Shelton spoke with excitement detailing the research of one of her recent students, as she supervised Thomas Vorwerk’s master’s thesis in 2019 at Summit View Senior Community. The Chattanooga facility has a diverse group of elders in terms of health status; some are independent, some are in assisted living, some have neurological disorders.
“Thomas did such a fantastic job running those workshops that he is now employed there,” Shelton said. “We went through a five-week intervention where we taught them everyday memory strategies. We taught them things they could do to remember their new neighbor’s name or ways to remember to call their granddaughter on their birthdays. Maybe they wanted to remember a clip from a TV show to tell their friend. We saw benefits to their confidence in their memory. We saw fairly high levels of mastery of those strategies.”
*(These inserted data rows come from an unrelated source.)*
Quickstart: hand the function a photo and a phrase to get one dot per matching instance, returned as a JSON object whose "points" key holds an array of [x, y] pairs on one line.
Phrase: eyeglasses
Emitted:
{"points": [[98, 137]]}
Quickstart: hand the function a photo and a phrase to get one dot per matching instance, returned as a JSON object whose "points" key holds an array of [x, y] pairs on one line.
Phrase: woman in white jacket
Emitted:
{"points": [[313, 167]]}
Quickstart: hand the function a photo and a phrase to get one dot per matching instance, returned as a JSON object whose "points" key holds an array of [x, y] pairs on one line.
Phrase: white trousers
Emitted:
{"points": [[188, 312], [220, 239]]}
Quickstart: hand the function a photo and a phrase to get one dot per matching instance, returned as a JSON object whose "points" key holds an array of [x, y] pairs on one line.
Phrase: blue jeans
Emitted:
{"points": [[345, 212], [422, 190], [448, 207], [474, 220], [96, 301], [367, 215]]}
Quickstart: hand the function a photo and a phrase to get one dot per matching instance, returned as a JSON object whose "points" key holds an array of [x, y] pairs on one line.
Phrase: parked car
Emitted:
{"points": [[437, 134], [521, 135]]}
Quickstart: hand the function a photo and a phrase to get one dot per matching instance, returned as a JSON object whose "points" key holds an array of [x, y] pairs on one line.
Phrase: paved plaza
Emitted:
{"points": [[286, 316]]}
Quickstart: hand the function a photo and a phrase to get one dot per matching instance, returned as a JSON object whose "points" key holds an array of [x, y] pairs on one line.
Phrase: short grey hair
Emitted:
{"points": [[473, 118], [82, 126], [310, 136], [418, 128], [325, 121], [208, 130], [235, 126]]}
Shelton said they focused each week on a memory strategy that had been empirically demonstrated. For example, they trained older adults to be strategic about how they set up reminders; if you must remember to take medicine when you go to breakfast, put the medicine right by your breakfast food — and not on a sticky note left by your bed.
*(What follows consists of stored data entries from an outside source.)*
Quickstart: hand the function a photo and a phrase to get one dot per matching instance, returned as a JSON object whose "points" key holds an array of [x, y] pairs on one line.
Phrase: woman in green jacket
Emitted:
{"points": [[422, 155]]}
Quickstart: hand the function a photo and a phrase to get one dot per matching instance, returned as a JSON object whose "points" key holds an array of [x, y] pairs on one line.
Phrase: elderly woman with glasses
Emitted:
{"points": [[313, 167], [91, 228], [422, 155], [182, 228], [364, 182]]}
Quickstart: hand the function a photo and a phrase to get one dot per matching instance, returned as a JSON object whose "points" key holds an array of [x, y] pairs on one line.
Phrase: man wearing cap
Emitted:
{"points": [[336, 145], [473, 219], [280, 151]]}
“Another week, we taught them about a strategy that helps you remember people’s names by associating a memorable fact about that person with their name,” she explained. “It’s called ‘elaborative encoding’ in the cognitive psychology world, where you’re getting information into your memory system by processing it more deeply.”
Another current focus is a program called Bingocize, which is the combination of bingo and exercise. Jason Crandall, an associate professor at Western Kentucky University, initially conceived the idea of blending an exercise program for elders with bingo. He has since enlisted the assistance of Shelton and Amy Doolittle, a UTC associate professor of social work, in bringing the program to Tennessee. In collaboration with Crandall, Shelton and Doolittle have landed grants from the U.S. Department of Health and Human Services’ Centers for Medicare and Medicaid Services and from Western Kentucky University to implement Bingocize in elder care facilities across the state.
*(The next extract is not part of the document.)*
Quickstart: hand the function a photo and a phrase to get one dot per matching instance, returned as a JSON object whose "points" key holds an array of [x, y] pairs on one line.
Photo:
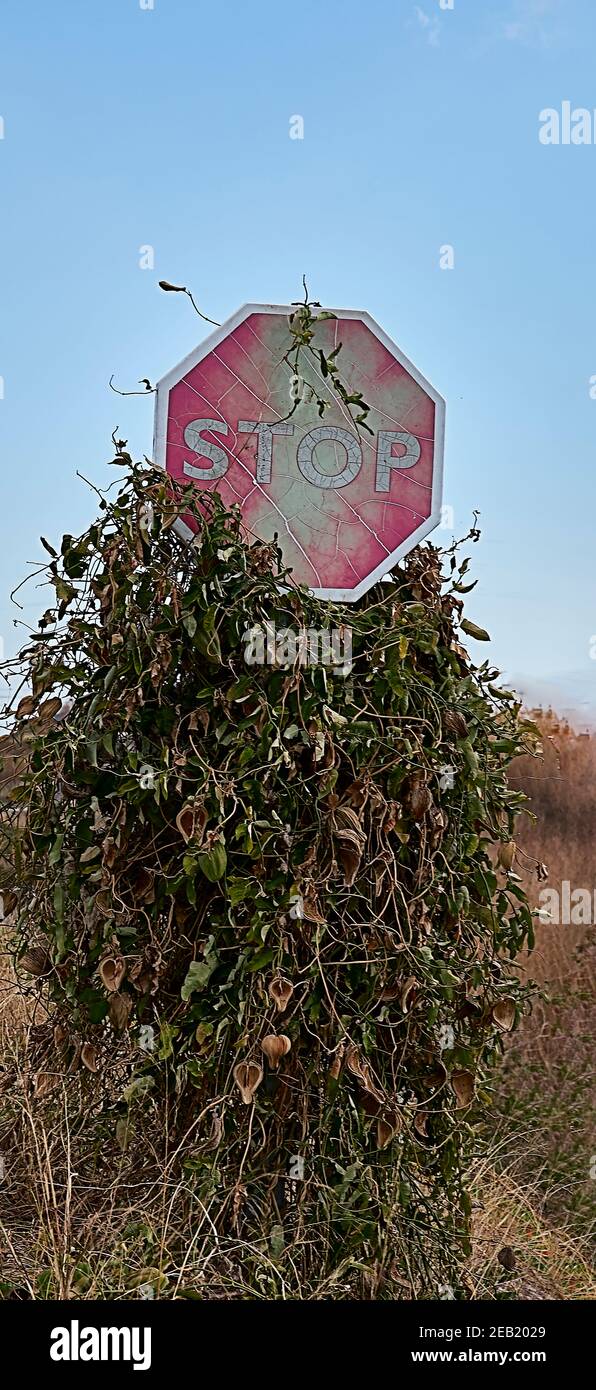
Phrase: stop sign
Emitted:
{"points": [[345, 503]]}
“One of the key features of Bingocize is we wanted students to be involved,” Shelton said. “Students will work with aging facility staff members in leading the Bingocize programs. They will perform research to see how participation by elders affects their health and well-being. Dr. Doolittle and I will have students from our classes working together as part of experiential learning.”
Shelton said the Bingocize program complements the work she has done by encouraging both the cognitive and physical well-being of elders. “And the social piece is essential, too,” she pointed out. “Just getting them out and engaged with the community and making them realize they can continue to be active is crucial.”
Shelton is committed to elder care in Chattanooga. She said people in the community can get involved either by volunteering to serve as participants in the research or through donations to support efforts to improve the health and well-being of elders. She is passionate about teaching older adults tips and strategies so they will have a tool kit to enhance their cognition.
“As people get older, and we’re going to be on this Earth for that much longer, we want to be enjoying ourselves, maintaining quality of life, and doing all the things that we’ve always done,” she said. “We may have to change the way we do things a little bit, but we should be able to continue living our lives the way we want to live them, regardless of how we age.
“I’m getting older every day, too. I think as I age, I’ll continue to become increasingly invested in this work.”